Former US Intelligence Officer Sentenced to 10 Years for Attempting to Spy for China

Former US Intelligence Officer Sentenced to 10 Years for Attempting to Spy for China
Ron Rockwell Hansen, a former U.S. intelligence officer who pleaded guilty to trying to sell secrets to China. (Salt Lake County Sheriff's Office via AP)
Frank Fang
9/25/2019
Updated:
9/28/2019

A former Defense Intelligence Agency (DIA) officer was sentenced to 10 years for attempted espionage on behalf of China on Sept. 24.

The officer, Ron Rockwell Hansen, of Syracuse, Utah, pleaded guilty in March to attempting to pass information related to U.S. national defense. He was arrested on June 2, 2018, before he could board a flight to China at the Seattle-Tacoma International Airport.

“Ron Rockwell Hansen received hundreds of thousands of dollars for betraying his country and former colleagues,” said U.S. Assistant Attorney General of National Security John C. Demers, in a press release from the Department of Justice.

Demers added: “These cases show the breadth of the Chinese government’s espionage efforts and the threat they pose to our national security.”

Hansen, 60, speaks fluent Mandarin and Russian. He was a warrant officer in the U.S. Army for over 20 years before his retirement in 2006. That same year, DIA hired Hansen as a civilian intelligence officer, which eventually gave him security clearance for Top Secret. Though he resigned from DIA by December, he continued to do contractual work for the federal government and had access to classified information, according to court documents.

In his plea agreement, Hansen admitted that he was recruited by a Chinese intelligence service in early 2014, and that he began to hold regular meetings with agents from that service in China. Chinese agents told Hansen what information would be of interest to Chinese intelligence.

Between May 2016 and June 2018, Hansen sought out an unnamed DIA case officer and solicited national security information from him that Chinese intelligence would find valuable.

Unbeknownst to Hansen, the case officer reported Hansen’s conduct to the DIA and acted as an informant in an FBI investigation into Hansen’s activities.
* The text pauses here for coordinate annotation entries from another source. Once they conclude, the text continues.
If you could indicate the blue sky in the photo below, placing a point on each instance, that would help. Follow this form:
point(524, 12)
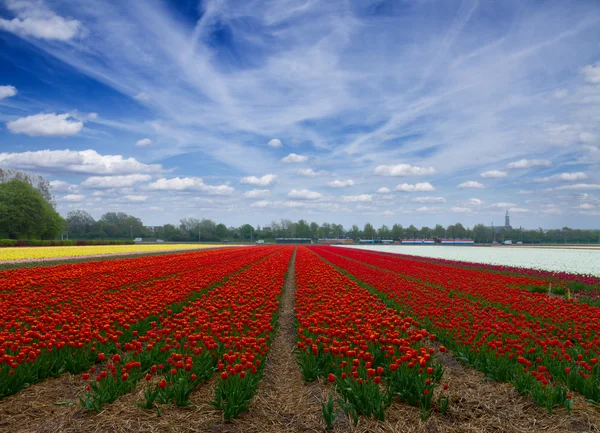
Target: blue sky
point(400, 111)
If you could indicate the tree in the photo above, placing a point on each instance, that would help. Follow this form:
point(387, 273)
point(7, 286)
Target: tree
point(25, 214)
point(411, 231)
point(222, 231)
point(397, 231)
point(439, 232)
point(368, 231)
point(384, 232)
point(303, 229)
point(36, 181)
point(80, 223)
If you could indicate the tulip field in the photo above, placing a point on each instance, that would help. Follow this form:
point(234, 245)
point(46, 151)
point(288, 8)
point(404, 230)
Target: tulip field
point(295, 338)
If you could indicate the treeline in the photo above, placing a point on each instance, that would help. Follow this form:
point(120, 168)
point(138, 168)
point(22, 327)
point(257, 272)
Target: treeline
point(118, 225)
point(27, 207)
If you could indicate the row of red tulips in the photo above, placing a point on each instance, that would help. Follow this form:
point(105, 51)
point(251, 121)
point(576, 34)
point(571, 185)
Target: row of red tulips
point(501, 291)
point(542, 358)
point(228, 329)
point(46, 329)
point(348, 336)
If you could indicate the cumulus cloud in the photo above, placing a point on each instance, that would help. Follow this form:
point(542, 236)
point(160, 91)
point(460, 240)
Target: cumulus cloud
point(429, 200)
point(257, 193)
point(7, 92)
point(591, 73)
point(341, 183)
point(584, 137)
point(309, 172)
point(418, 187)
point(34, 19)
point(73, 197)
point(494, 174)
point(260, 204)
point(274, 142)
point(458, 209)
point(62, 186)
point(115, 181)
point(82, 161)
point(292, 158)
point(579, 186)
point(50, 124)
point(470, 184)
point(502, 205)
point(265, 180)
point(403, 170)
point(427, 209)
point(143, 97)
point(136, 198)
point(304, 194)
point(530, 163)
point(357, 198)
point(144, 142)
point(189, 184)
point(563, 177)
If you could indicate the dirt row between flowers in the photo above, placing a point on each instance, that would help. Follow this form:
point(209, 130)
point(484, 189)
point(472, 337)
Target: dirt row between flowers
point(285, 403)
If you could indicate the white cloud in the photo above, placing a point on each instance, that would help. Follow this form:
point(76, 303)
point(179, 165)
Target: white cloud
point(553, 211)
point(274, 142)
point(62, 186)
point(586, 206)
point(518, 210)
point(502, 205)
point(587, 137)
point(265, 180)
point(579, 186)
point(260, 204)
point(563, 177)
point(7, 92)
point(292, 157)
point(357, 198)
point(418, 187)
point(73, 197)
point(309, 172)
point(136, 198)
point(257, 193)
point(494, 174)
point(304, 194)
point(403, 170)
point(36, 20)
point(341, 183)
point(530, 163)
point(189, 184)
point(50, 124)
point(142, 97)
point(83, 161)
point(144, 142)
point(115, 181)
point(457, 209)
point(591, 73)
point(429, 200)
point(427, 209)
point(470, 184)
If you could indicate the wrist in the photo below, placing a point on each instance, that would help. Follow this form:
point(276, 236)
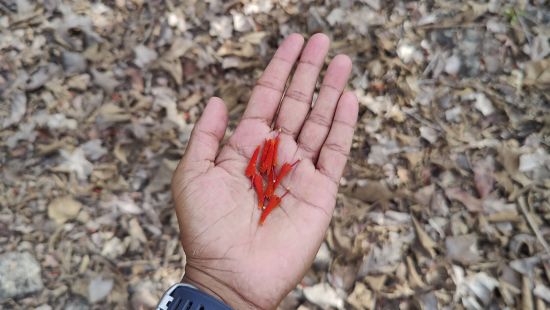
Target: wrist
point(215, 288)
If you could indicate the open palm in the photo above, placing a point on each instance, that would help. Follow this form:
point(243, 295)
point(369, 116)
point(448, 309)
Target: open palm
point(228, 253)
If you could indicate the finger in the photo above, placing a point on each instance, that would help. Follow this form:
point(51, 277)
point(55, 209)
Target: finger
point(297, 100)
point(318, 123)
point(268, 91)
point(334, 152)
point(207, 133)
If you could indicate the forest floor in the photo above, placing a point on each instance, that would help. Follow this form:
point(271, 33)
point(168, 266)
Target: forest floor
point(444, 203)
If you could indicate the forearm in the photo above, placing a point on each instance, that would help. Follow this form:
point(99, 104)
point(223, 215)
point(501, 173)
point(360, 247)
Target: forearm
point(209, 284)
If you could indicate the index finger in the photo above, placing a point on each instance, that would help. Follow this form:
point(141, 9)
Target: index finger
point(269, 89)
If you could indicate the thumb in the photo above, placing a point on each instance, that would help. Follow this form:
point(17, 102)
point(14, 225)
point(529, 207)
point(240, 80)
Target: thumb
point(207, 133)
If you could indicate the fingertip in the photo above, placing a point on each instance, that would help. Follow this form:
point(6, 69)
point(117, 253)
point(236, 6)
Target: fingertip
point(320, 37)
point(342, 60)
point(296, 37)
point(349, 106)
point(216, 103)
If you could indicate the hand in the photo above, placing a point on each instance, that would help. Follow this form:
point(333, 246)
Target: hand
point(228, 253)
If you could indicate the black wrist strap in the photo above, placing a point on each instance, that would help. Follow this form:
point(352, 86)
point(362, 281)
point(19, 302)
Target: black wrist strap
point(186, 297)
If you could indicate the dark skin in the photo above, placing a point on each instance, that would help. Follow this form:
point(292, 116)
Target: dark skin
point(229, 255)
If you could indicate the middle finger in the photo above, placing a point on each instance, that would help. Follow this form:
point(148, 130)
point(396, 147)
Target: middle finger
point(297, 100)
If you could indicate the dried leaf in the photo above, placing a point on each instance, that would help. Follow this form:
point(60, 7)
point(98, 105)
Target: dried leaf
point(63, 209)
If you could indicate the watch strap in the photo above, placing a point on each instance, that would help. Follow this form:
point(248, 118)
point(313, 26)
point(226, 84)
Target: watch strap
point(186, 297)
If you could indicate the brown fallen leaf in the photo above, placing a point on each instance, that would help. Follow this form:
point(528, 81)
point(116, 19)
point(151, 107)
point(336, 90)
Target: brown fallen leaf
point(483, 176)
point(471, 203)
point(425, 240)
point(63, 209)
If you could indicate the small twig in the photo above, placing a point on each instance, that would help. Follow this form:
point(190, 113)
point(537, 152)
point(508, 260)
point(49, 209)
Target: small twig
point(532, 224)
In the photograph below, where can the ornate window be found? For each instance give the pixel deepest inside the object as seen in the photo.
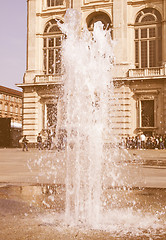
(51, 115)
(147, 113)
(52, 3)
(148, 45)
(52, 48)
(98, 16)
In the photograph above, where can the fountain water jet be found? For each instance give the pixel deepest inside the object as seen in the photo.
(98, 191)
(88, 90)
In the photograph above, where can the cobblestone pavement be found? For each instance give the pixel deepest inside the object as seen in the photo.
(21, 178)
(17, 166)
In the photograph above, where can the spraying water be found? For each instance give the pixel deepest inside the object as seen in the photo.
(98, 191)
(87, 59)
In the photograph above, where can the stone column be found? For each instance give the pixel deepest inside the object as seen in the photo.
(164, 59)
(31, 46)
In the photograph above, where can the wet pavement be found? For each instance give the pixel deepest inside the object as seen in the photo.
(32, 196)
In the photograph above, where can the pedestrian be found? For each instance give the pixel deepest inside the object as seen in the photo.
(143, 139)
(39, 142)
(25, 143)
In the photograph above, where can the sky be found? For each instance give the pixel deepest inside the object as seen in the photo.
(12, 42)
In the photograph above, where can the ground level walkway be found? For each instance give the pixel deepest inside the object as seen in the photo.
(48, 166)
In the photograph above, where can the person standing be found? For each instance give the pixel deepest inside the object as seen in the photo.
(25, 143)
(39, 142)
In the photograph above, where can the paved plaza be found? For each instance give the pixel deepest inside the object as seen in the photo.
(24, 214)
(17, 166)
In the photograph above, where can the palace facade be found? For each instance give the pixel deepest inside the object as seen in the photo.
(139, 30)
(10, 117)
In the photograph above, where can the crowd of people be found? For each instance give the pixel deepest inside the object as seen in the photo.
(141, 141)
(46, 141)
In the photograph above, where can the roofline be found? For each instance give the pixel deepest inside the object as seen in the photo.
(10, 91)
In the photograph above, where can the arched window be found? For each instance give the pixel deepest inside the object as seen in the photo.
(52, 48)
(52, 3)
(148, 46)
(96, 17)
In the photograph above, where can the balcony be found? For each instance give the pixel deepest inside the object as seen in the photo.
(56, 79)
(147, 72)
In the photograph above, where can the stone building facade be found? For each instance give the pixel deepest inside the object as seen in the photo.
(139, 30)
(11, 105)
(10, 117)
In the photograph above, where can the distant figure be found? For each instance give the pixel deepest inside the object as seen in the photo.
(25, 143)
(143, 138)
(39, 142)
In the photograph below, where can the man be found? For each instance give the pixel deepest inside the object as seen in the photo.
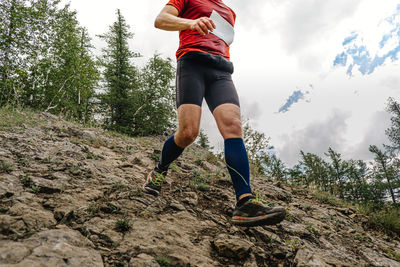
(204, 71)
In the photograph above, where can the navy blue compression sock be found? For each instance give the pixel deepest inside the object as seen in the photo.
(237, 163)
(171, 151)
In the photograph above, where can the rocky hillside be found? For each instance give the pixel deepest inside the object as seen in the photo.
(71, 196)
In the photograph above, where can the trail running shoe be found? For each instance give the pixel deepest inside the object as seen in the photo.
(254, 213)
(154, 182)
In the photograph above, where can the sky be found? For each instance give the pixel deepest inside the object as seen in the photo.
(310, 74)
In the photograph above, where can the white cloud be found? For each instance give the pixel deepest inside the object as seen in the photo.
(315, 138)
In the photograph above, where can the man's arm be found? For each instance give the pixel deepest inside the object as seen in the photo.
(168, 20)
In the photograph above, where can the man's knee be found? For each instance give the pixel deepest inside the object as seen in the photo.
(187, 135)
(231, 127)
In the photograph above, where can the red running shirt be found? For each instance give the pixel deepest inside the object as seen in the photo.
(190, 40)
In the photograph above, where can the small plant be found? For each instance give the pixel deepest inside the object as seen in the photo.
(293, 244)
(175, 168)
(119, 186)
(6, 167)
(198, 178)
(203, 187)
(211, 158)
(62, 188)
(179, 189)
(312, 229)
(122, 225)
(90, 155)
(26, 180)
(139, 192)
(328, 199)
(74, 170)
(93, 209)
(45, 160)
(3, 210)
(163, 261)
(288, 217)
(35, 189)
(359, 237)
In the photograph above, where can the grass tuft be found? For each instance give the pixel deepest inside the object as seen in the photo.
(122, 225)
(163, 261)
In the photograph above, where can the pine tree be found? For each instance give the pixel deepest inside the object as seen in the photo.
(386, 169)
(337, 171)
(316, 172)
(393, 132)
(120, 76)
(13, 37)
(153, 105)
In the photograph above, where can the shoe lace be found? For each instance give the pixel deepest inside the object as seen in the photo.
(259, 201)
(158, 178)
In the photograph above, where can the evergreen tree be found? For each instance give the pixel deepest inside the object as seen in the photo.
(120, 76)
(296, 174)
(316, 172)
(337, 171)
(135, 102)
(153, 109)
(13, 38)
(277, 169)
(203, 140)
(258, 148)
(393, 132)
(46, 62)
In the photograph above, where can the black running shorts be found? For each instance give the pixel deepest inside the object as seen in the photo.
(201, 76)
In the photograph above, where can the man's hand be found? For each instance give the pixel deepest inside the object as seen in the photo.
(202, 25)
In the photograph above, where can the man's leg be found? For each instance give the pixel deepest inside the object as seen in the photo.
(188, 128)
(229, 124)
(248, 211)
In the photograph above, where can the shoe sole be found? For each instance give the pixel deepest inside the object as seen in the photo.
(268, 219)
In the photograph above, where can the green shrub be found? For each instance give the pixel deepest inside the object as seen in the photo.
(328, 199)
(203, 187)
(163, 261)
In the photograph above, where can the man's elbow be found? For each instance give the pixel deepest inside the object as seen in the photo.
(158, 22)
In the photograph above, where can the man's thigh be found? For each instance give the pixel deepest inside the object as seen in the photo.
(189, 116)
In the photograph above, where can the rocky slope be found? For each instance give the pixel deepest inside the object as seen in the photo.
(70, 196)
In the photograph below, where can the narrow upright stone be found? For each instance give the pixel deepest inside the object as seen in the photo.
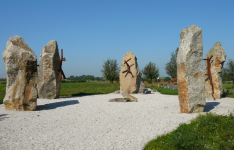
(190, 76)
(48, 72)
(216, 66)
(130, 81)
(21, 73)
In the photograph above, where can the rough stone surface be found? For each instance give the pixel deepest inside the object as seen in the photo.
(129, 97)
(142, 88)
(21, 73)
(190, 76)
(130, 83)
(48, 72)
(216, 66)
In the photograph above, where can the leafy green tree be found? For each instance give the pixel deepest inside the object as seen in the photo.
(171, 66)
(151, 71)
(110, 70)
(228, 71)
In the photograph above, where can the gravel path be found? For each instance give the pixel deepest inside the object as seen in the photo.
(91, 122)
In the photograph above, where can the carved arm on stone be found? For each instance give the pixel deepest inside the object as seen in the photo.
(128, 70)
(61, 73)
(209, 73)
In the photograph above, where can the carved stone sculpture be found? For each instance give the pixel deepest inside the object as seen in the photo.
(21, 73)
(130, 75)
(190, 76)
(48, 72)
(216, 65)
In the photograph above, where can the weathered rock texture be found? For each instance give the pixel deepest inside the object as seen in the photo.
(21, 73)
(216, 66)
(48, 72)
(190, 76)
(130, 83)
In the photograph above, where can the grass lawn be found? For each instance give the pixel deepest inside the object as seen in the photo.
(208, 131)
(166, 91)
(87, 88)
(75, 89)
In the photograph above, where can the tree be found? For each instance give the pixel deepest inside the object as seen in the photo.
(151, 71)
(171, 66)
(228, 72)
(110, 70)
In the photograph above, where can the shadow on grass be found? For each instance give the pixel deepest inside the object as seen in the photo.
(56, 105)
(210, 105)
(2, 116)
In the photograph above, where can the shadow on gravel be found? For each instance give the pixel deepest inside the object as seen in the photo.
(210, 105)
(57, 104)
(2, 116)
(79, 95)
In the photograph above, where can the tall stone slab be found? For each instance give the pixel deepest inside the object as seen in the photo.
(48, 72)
(190, 76)
(130, 81)
(216, 66)
(21, 73)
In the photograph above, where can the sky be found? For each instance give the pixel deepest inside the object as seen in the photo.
(91, 31)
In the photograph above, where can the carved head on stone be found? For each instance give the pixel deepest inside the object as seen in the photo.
(218, 59)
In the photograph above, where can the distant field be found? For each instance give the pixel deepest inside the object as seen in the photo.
(75, 89)
(87, 88)
(91, 88)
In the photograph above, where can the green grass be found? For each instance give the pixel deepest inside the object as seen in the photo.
(166, 91)
(87, 88)
(75, 89)
(208, 131)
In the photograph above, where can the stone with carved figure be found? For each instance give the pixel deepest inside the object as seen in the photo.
(218, 57)
(130, 74)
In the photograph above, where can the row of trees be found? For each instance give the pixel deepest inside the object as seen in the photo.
(110, 70)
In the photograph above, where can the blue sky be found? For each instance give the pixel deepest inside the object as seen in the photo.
(91, 31)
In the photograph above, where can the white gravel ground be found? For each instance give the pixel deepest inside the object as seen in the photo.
(91, 122)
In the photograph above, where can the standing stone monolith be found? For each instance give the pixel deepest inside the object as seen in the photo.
(48, 72)
(130, 74)
(21, 73)
(190, 76)
(216, 65)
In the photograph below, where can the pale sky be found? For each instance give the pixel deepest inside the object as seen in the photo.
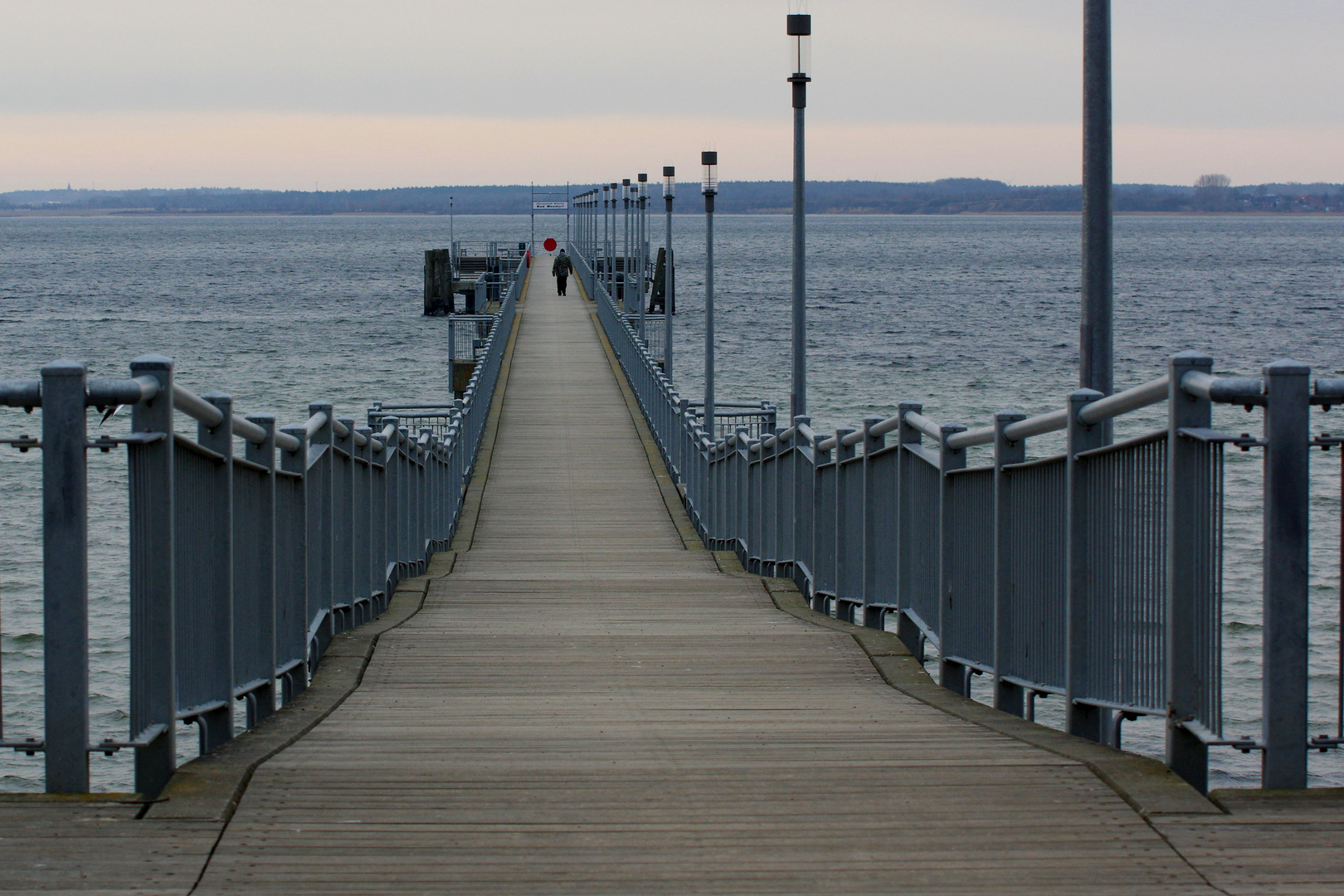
(340, 95)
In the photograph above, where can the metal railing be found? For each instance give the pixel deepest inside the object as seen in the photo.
(244, 566)
(1096, 574)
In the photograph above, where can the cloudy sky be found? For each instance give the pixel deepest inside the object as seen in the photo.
(343, 95)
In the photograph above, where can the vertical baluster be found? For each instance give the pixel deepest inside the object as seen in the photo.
(951, 674)
(1081, 719)
(217, 726)
(153, 674)
(1287, 496)
(1007, 696)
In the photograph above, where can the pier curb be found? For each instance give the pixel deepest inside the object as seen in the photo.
(210, 786)
(668, 489)
(1146, 783)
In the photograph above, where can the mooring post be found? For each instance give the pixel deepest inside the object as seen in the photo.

On the day he was arrested, Hansen said he met with the DIA case officer and received documents related to the information he previously solicited, which was related to U.S. military readiness in an unknown region.

According to the press release, Hansen was planning to hide the materials in those documents within the text of an electronic document he would prepare at the airport before leaving China.

Past Incidences

The Chinese regime has continually targeted former and current staff at U.S. intelligence agencies in an attempt to get their hands on national secrets.

“This is a very troubling trend, “said federal prosecutor John W. Huber in the press release.

In May, Kevin Patrick Mallory, of Leesburg, Virginia, who had worked for both the Central Intelligence Agency (CIA) and DIA, was sentenced to 20 years in prison and five years of supervised release for conspiracy to transmit U.S. defense information to China.

Benjamin Pierce Bishop, from Honolulu, Hawaii, was a civilian defense contractor and a retired lieutenant colonel in the U.S. Army. According to federal prosecutors, he retained documents  from his old workplace at the U.S. Pacific Command related to U.S. defense strategies in Asia.

In March 2012, Bishop emailed classified information to a 27-year-old Chinese woman with whom he had a romantic relationship. The woman was present in the United States at the time as a graduate student on a J1 Visa.

It is not known if the unnamed woman had any ties to Chinese intelligence agencies.

Bishop was sentenced to 87 months in prison and three years of supervised release for “willfully communicating classified national defense information to a person not authorized to receive it,” according to a September 2014 press release from the Department of Justice.

Other cases involved Chinese authorities attempting to install moles within U.S. intelligence.

Glenn Duffie Shriver, of Grands Rapids, Michigan, was a student in China when he agreed to offers from Chinese intelligence agents to become a spy. They planned for him to seek employment in U.S. intelligence agencies or law enforcement organizations upon his return to the United States.

From 2005 to 2010, Shriver tried to gain employment as a Foreign Service Officer with the U.S. Department of State, and as a clandestine service officer with the CIA. While applying for the CIA job, Shriver concealed his contact with Chinese agents and his travels to China. He was ultimately not successful in getting those jobs.

Shriver said he received more than $70,000 in cash payments from the Chinese agents for what they called his “friendship.”

Shriver was sentenced to 48 months in prison in January 2011 for conspiring to provide U.S. defense information to Chinese agents, after pleading guilty in October 2010, according to a press release from the Department of Justice.